Embedded analytics deploys inside your product under your brand, giving full control over data residency, security, and UI customization. Hosted SaaS analytics (the “apartment” model) routes your customer data to an external environment, limiting customization and creating data privacy risks that block enterprise deals.
How long does it take to implement an embedded analytics platform in a SaaS product?
According to Arman, CEO of Qrvey, a purpose-built OEM embedded analytics platform typically takes 2–3 months to evaluate and deploy — not 2 weeks, and not 6 months. Building from scratch, by contrast, routinely consumes 2+ years and still risks missing actual customer requirements.
What should SaaS companies look for when evaluating OEM embedded analytics solutions?
Prioritize three criteria: security validation (no data leaving your environment), functional customization depth (can it match your product’s UI and workflows?), and deployment flexibility (on-premise, cloud, or hybrid). Arman recommends defining your top 5–10 must-have requirements before contacting any vendor.

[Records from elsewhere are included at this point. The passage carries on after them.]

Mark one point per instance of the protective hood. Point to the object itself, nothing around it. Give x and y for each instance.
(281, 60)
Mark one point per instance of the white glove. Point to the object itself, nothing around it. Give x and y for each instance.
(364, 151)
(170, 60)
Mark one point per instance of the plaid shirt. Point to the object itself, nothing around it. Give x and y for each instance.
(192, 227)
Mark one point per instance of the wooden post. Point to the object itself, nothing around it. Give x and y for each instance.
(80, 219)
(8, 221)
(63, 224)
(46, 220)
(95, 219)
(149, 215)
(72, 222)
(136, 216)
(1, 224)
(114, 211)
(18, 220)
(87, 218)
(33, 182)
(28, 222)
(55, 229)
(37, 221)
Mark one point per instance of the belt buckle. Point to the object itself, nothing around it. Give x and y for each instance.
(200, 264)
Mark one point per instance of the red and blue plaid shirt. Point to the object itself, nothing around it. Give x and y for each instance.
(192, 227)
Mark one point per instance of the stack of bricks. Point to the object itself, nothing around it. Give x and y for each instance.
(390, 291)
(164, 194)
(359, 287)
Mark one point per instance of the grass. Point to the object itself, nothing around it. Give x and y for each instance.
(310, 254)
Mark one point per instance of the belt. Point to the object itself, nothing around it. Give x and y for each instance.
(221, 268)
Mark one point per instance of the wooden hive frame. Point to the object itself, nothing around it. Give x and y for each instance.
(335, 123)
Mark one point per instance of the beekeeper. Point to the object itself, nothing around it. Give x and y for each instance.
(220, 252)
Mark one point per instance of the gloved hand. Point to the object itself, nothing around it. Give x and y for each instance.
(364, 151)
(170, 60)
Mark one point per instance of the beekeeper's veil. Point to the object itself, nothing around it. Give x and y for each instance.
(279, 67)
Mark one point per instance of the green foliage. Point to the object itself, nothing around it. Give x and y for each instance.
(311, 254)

Can embedded analytics platforms support multi-tenant deployments for SaaS companies?
Yes — and multi-tenancy is a core architectural requirement, not an add-on. A purpose-built OEM embedded analytics platform handles row-level security, tenant isolation, and white-label theming natively. Generic hosted analytics tools typically cannot support true multi-tenant deployments without significant custom development work.
What is the cost difference between building analytics in-house vs. using an embedded analytics platform?
The build-in-house cost is primarily opportunity cost: 2+ years of engineering time diverted from core product development, with high risk of shipping features customers won’t adopt. OEM embedded analytics converts that into a predictable vendor cost with faster time-to-market — typically measurable in months, not years.